(CTN News) – According to researchers at Queen Mary University of London, the regular use of nicotine replacement products during pregnancy is not associated with adverse pregnancy outcomes or adverse pregnancy events.
The PREP 2 trial compared pregnancy outcomes in women who used nicotine in the form of e-cigarettes (EC) or nicotine patches regularly during their pregnancy versus those who did not. Over 1100 pregnant smokers attended 23 hospitals in England and one stop-smoking service in Scotland.
E-cigarettes were more often used in the group.
Researchers measured salivary cotinine levels at baseline and at the end of pregnancy, as well as information on each participant’s use of cigarettes or other forms of NRT, respiratory symptoms, birth weight, and other characteristics of their newborns. The study, published today in Addiction Journal, discovered that e-cigarettes were more often used in the group analysed than nicotine patches (47% vs. 21%).
Women who smoked and used a nicotine replacement product during their pregnancy had babies with the same birth weights as women who only smoked, whereas babies born to women who did not smoke during pregnancy had no birth weight difference, regardless of whether the women used nicotine products or not.

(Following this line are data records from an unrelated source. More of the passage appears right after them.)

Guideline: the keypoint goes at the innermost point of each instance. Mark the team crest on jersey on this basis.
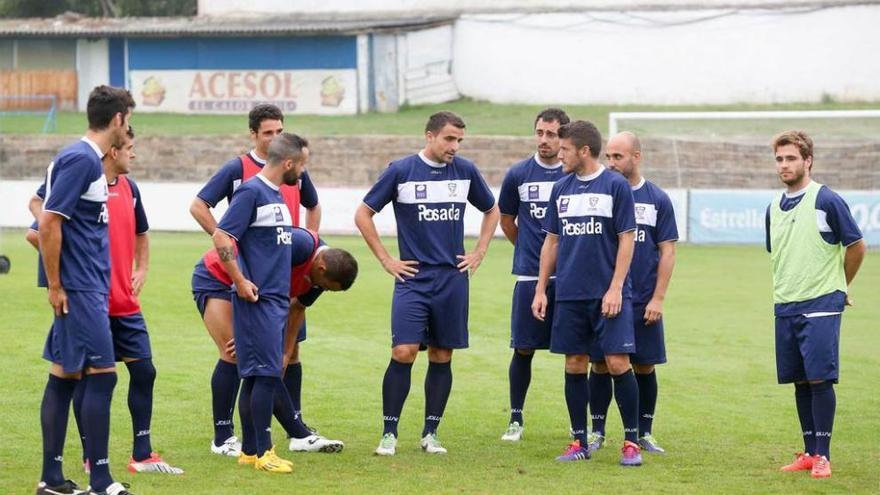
(640, 212)
(421, 191)
(533, 192)
(563, 204)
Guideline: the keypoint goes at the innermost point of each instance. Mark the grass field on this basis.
(482, 118)
(726, 424)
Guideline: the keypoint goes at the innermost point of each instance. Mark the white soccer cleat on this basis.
(388, 445)
(231, 447)
(316, 443)
(431, 444)
(514, 432)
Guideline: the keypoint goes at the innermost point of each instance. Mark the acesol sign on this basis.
(234, 91)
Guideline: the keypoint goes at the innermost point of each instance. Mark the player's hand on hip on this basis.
(138, 279)
(539, 306)
(230, 348)
(470, 261)
(58, 300)
(247, 291)
(400, 268)
(612, 302)
(653, 312)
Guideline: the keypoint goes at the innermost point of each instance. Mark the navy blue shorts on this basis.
(205, 286)
(130, 338)
(526, 331)
(650, 343)
(259, 334)
(580, 328)
(431, 309)
(807, 348)
(81, 338)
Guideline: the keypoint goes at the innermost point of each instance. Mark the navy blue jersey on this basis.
(655, 221)
(836, 226)
(227, 180)
(76, 189)
(260, 222)
(588, 213)
(429, 202)
(524, 195)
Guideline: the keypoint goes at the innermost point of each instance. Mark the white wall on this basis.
(410, 7)
(682, 57)
(92, 67)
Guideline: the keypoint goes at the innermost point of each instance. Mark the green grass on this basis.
(483, 118)
(726, 424)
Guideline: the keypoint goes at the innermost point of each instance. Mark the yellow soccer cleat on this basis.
(271, 463)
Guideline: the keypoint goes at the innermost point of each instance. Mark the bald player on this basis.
(651, 270)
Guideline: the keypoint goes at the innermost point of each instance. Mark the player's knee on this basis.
(643, 369)
(142, 372)
(617, 364)
(439, 355)
(405, 353)
(576, 364)
(599, 367)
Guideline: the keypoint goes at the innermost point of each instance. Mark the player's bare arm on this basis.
(363, 218)
(613, 299)
(202, 213)
(50, 239)
(313, 218)
(654, 309)
(509, 227)
(226, 250)
(852, 261)
(471, 261)
(546, 266)
(141, 262)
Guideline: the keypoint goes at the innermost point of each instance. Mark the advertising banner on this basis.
(321, 92)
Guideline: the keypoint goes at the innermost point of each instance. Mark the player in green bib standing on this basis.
(816, 249)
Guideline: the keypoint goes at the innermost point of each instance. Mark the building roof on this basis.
(77, 26)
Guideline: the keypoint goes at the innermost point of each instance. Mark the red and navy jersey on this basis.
(76, 189)
(524, 195)
(429, 202)
(240, 169)
(655, 220)
(127, 221)
(305, 246)
(588, 213)
(260, 223)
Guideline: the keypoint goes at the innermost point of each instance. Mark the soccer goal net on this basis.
(720, 166)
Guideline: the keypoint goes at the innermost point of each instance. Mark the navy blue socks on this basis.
(142, 376)
(54, 411)
(224, 389)
(438, 385)
(824, 405)
(520, 375)
(261, 409)
(246, 417)
(395, 388)
(647, 401)
(600, 398)
(626, 392)
(803, 398)
(577, 395)
(96, 419)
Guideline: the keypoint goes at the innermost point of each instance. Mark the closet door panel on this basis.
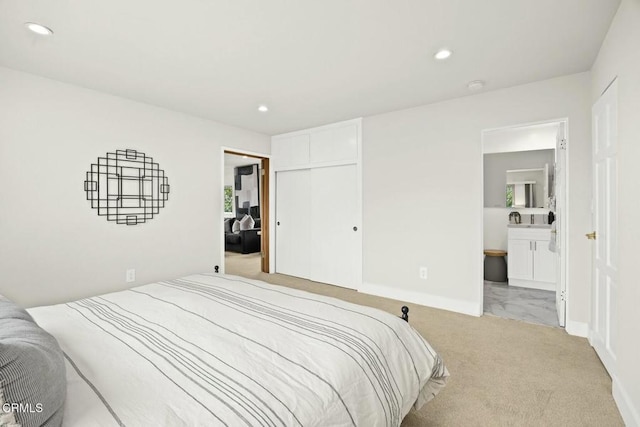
(293, 227)
(334, 145)
(335, 252)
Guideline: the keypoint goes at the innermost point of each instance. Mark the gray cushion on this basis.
(233, 239)
(247, 223)
(33, 383)
(236, 227)
(227, 225)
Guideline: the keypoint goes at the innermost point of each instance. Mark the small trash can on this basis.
(495, 266)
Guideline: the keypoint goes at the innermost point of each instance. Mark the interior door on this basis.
(560, 200)
(293, 224)
(605, 207)
(335, 231)
(520, 260)
(544, 263)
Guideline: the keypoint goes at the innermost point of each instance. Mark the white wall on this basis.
(524, 138)
(423, 185)
(620, 56)
(54, 247)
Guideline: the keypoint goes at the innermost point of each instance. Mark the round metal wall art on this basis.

Regular use of nicotine products was not linked to any negative consequences for mothers or their newborns. Professor Peter Hajek, lead researcher at Queen Mary University of London’s Wolfson Institute of Population Health, stated, “The experiment answers two crucial concerns, one practical and one involving our understanding of the hazards of smoking.
E-cigarettes assisted pregnant smokers in quitting without creating any discernible dangers to pregnancy when compared to ending smoking without additional nicotine usage. Using nicotine-containing smoking cessation aids during pregnancy seems to be safe. The effects of smoking on pregnancy, at least in late pregnancy, appear to be related to other compounds in tobacco smoke rather than nicotine.”
Researchers from Queen Mary University of London, University of New South Wales (Australia), University of Nottingham, St George’s University of London, University of Stirling, University of Edinburgh, and King’s College London, as well as St George’s University Hospitals NHS Foundation Trust, analysed data from the Pregnancy Trial of E-cigarettes and Patches (PREP) randomised controlled trial, which the National Institute for Health and Care Research funded.